Гуж гор гудел голосами грохота гроз в глухом глупце. Глыбы, гальки, глины, гуд и гул.
Зелено-звонкий змей зыби –
Но плавал плот пленных палачей на пламени полого поля – пустыне пузыристых пазух и пуз на пенистом пазе пещерного Прага пустот – пружинистой пяткой полуночных песен и плясок. Пищали пены пестро-пегой пастью и пули пузырей пучины печи пламенеющей. Их пестует опаска праздных прагов – еще прыжок пучинной пятки перинных пальцев прыжок прожег пружинистую пасть пены у пещер. О, певуче-пегие племена!
На большом заборе около моря было напечатано: «В близком будущем открывается государство времени».
Каменные рабы, стоя на шахматном чертеже, охватывавшем часть моря и суши, разрушали друг друга, руководимые беспроволокой, уснащенные башнями вращающихся пушек, огненной горечью, подземными и надземными жалами. Это были большие сложные рабы, требовавшие и количественного, и качественного творчества, выше колоколен, крайне дорогие, с сложными цветками голов. Невидимые удары на проволоке воли полководцев руководили действиями железного, от почки до мозга, воина. Их было 32, которые не имели права встать на чужую клетку, не разрушив всеми силами стоявшего на ней противника. Их было 32, выше колоколен каменных рабов. Надев на локоть щит земного шара, можно было спастись от ударов. <Победитель в состязании уносил право победителя его пославшему народу.>
6 июля 1916
«Мы взяли -1…»*
Мы взяли -1 и сели в нем за стол. Наш Ходнырлет был глыбой стекла, мысли и железа, – летавшей, бегавшей, нырявшей.

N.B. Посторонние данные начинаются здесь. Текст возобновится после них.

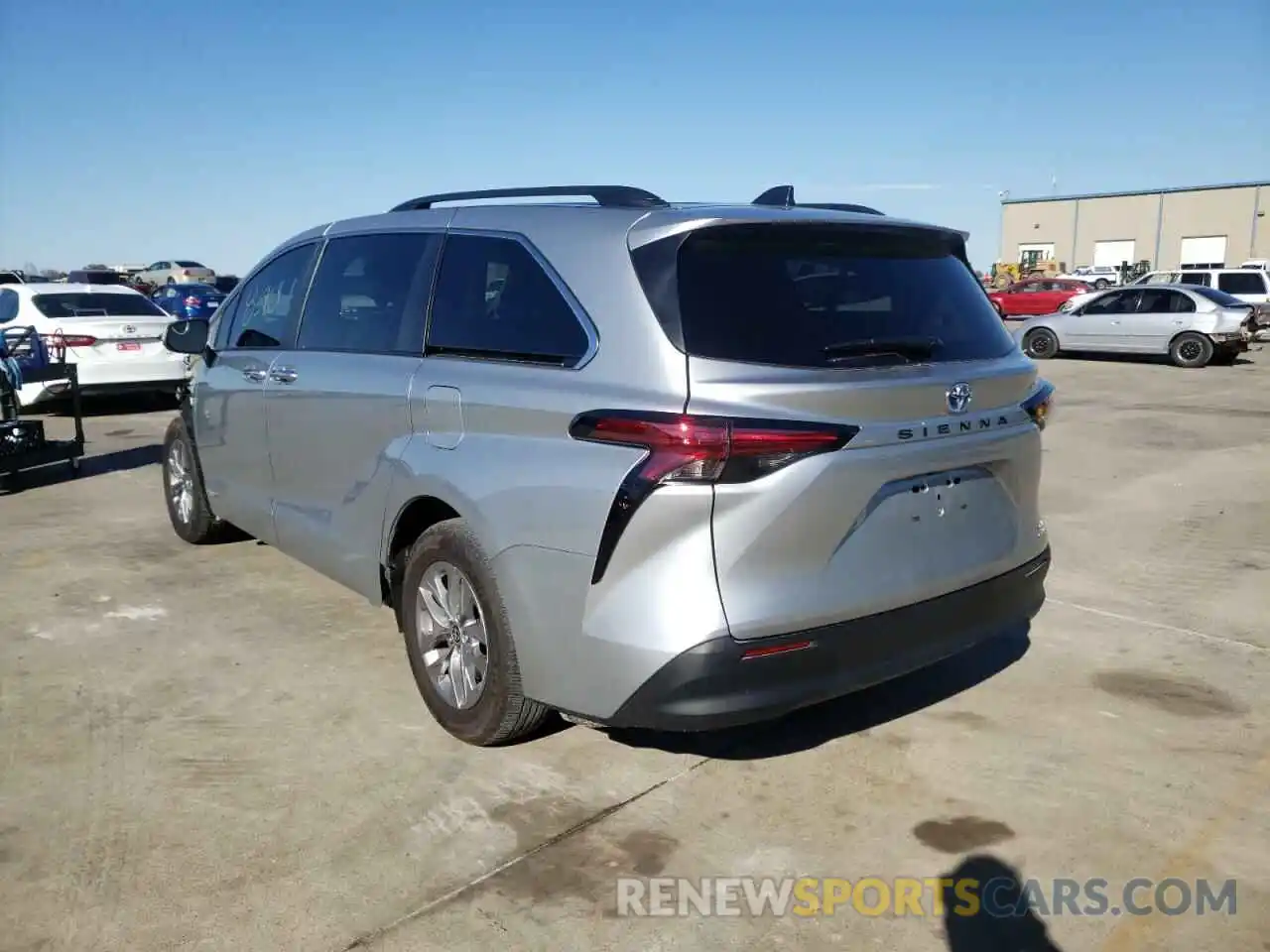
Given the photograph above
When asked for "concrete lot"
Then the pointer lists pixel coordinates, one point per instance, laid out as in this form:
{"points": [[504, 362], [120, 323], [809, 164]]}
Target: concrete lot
{"points": [[214, 748]]}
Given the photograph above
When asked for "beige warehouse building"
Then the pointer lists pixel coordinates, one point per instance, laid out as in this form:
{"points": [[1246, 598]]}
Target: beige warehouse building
{"points": [[1209, 226]]}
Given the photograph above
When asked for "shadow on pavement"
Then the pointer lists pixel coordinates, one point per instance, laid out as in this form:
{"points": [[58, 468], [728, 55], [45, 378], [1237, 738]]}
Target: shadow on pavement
{"points": [[117, 461], [813, 726], [998, 919]]}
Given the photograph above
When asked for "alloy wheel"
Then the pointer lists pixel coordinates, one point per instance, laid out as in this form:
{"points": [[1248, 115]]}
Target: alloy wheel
{"points": [[449, 627]]}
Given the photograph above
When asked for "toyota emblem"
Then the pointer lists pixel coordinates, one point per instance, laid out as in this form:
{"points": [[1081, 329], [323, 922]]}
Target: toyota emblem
{"points": [[959, 398]]}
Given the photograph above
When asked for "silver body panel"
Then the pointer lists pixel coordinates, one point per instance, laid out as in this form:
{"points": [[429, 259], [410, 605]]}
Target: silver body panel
{"points": [[322, 466]]}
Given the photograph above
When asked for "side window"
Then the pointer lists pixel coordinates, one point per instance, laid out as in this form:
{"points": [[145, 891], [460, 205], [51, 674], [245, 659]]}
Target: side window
{"points": [[218, 327], [370, 294], [494, 299], [1248, 282], [1115, 302], [268, 306], [8, 306], [1165, 302]]}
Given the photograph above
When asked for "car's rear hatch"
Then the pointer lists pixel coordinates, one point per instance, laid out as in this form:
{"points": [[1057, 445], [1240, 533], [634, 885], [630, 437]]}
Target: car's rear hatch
{"points": [[880, 327], [102, 325]]}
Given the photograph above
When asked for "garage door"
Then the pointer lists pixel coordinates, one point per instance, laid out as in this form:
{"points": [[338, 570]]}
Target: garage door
{"points": [[1205, 252], [1112, 253]]}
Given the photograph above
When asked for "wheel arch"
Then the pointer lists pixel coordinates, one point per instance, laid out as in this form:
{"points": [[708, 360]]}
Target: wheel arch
{"points": [[414, 517]]}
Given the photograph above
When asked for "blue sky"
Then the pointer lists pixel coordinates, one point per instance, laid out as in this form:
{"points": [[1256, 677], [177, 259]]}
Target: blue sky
{"points": [[137, 131]]}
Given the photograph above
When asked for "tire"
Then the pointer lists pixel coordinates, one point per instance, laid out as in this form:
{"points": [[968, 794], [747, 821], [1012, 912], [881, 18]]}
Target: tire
{"points": [[189, 509], [486, 708], [1191, 349], [1040, 344]]}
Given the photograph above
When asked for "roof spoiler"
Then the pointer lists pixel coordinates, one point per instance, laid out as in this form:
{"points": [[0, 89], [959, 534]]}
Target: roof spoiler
{"points": [[606, 195], [783, 197]]}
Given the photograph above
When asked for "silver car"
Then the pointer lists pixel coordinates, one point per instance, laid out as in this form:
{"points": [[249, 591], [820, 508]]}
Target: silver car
{"points": [[640, 463], [181, 272], [1193, 325]]}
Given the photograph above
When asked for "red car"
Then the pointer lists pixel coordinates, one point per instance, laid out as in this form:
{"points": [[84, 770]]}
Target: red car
{"points": [[1034, 296]]}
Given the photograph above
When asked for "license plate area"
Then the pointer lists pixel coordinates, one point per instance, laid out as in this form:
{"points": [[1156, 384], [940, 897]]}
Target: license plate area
{"points": [[940, 526]]}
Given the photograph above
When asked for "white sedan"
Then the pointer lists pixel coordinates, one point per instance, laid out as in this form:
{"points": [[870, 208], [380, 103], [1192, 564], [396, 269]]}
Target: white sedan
{"points": [[1193, 325], [112, 333]]}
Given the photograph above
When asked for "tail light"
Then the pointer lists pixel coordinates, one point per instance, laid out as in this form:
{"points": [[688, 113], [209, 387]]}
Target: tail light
{"points": [[60, 340], [697, 449], [1040, 404]]}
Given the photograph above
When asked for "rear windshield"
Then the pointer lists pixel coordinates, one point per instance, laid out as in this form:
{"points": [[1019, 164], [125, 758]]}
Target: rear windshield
{"points": [[96, 278], [87, 304], [797, 295], [1219, 298]]}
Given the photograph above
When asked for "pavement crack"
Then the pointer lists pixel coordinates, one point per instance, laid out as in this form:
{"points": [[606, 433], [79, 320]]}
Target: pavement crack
{"points": [[1164, 626], [368, 938]]}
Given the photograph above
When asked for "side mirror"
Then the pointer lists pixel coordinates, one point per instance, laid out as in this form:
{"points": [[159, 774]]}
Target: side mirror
{"points": [[187, 336]]}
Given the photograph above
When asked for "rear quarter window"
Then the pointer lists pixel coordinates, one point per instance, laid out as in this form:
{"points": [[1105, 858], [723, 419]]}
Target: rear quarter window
{"points": [[786, 295], [1242, 282]]}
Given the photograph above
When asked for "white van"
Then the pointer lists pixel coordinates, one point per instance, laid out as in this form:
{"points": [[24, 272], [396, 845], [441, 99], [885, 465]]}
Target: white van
{"points": [[1250, 285]]}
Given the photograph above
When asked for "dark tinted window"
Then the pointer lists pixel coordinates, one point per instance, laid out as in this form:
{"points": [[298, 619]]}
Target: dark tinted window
{"points": [[268, 306], [90, 277], [1165, 302], [494, 299], [8, 306], [789, 295], [1241, 284], [1220, 298], [89, 304], [370, 294], [1114, 302]]}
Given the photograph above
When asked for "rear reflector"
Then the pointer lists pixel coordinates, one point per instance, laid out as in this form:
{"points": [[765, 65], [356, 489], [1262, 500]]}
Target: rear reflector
{"points": [[1040, 404], [769, 651], [685, 448]]}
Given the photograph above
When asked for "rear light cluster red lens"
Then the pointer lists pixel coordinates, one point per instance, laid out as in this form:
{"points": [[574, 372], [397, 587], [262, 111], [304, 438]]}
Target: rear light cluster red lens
{"points": [[697, 449]]}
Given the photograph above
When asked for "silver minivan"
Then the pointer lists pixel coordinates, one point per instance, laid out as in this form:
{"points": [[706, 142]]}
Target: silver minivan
{"points": [[654, 465]]}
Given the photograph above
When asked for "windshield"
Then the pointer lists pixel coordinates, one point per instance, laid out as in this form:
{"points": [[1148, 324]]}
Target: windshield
{"points": [[1219, 298], [803, 296], [90, 304]]}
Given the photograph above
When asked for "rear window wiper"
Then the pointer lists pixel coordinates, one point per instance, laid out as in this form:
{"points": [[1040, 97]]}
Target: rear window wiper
{"points": [[912, 348]]}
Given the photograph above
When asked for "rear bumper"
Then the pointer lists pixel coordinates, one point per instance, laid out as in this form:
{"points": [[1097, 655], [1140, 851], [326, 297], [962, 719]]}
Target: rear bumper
{"points": [[715, 685], [163, 375]]}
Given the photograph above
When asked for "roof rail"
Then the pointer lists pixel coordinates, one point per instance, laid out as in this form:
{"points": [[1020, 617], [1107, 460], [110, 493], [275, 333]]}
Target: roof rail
{"points": [[606, 195], [783, 197]]}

Колеса, плоскости, винты. То, что было видно в окно Нырлетскача, печаталось светописью очень удачно и скоро. Мы занимались тем, что изучали снимки. Вот лица провожающих. Вот ласточек стая. А <вот> чайки, пена, вода, рыбы.

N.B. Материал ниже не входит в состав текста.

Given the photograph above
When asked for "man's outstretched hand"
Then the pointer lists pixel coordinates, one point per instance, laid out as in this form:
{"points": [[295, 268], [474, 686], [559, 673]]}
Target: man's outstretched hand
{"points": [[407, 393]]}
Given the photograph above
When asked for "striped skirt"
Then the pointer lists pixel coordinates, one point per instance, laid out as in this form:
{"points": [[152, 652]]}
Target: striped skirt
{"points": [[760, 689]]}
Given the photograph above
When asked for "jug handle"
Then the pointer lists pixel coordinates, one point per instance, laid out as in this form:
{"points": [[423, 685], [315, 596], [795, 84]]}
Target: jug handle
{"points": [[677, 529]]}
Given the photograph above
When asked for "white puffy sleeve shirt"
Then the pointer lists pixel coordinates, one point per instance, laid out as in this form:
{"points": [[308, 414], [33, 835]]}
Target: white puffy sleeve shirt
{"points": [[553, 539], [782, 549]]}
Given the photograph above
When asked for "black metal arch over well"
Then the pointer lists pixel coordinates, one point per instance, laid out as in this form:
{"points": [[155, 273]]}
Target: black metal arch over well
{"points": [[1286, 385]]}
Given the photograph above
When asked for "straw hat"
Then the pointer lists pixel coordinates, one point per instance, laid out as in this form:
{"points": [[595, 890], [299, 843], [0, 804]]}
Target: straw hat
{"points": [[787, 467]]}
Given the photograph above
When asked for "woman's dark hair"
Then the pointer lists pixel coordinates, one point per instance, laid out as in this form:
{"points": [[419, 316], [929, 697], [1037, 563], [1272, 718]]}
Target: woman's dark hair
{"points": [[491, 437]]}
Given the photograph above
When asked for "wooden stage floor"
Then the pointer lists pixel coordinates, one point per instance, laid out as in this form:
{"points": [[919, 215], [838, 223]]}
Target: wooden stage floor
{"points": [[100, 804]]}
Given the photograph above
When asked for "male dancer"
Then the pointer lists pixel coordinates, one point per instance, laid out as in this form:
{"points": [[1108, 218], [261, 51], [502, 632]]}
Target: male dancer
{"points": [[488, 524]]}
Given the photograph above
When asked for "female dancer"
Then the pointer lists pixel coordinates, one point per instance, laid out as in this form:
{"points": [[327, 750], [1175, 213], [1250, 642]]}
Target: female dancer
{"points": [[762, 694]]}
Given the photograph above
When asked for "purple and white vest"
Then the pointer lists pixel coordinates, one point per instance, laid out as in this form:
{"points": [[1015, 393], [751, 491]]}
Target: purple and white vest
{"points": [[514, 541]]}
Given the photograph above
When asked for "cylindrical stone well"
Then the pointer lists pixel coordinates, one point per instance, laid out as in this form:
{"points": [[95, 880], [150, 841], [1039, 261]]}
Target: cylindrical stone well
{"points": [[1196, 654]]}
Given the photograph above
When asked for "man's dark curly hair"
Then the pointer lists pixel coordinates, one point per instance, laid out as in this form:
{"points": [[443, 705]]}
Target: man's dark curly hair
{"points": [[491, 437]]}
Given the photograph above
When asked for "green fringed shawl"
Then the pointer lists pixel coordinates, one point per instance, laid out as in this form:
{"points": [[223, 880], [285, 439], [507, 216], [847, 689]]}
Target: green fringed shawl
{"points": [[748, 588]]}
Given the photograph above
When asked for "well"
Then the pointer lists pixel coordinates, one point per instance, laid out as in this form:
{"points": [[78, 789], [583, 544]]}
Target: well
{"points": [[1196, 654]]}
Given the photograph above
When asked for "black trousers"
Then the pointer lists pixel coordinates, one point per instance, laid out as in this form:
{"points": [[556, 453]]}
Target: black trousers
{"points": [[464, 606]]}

Мы в море, под водой, и слушали хихикание недруга на другой стороне земного шара.
Я переделывал статью в далекий город и медленно выбирал слова. Я задумался. Военные столетия проходили передо мной.
<1916>
«Никто не будет отрицать того…»*
Никто не будет отрицать того, что я ношу на моем мизинце ваш Земной Шар.
Так как я человек мирный, то я предаюсь переделке крылатого слова «секим башка» в не менее крылатое «секим усы» и холодно созерцаю голосование пушечными выстрелами и подачу избирательных записок посредством направленного в небо ружейного боя. В небо трудно промахнуться, и оно хороший сосуд для сбора записок. Это борются казаки и «нехорошие люди» – большаки. Я думаю о страшном проломе крепости, когда с нападавшей стороны было выведено из строя только два человека, а сонные осаждаемые, воскликнув: «Ванька, там пуляют!» – новый военный клич – схватились за ружья и успешно отразили ночное нападение.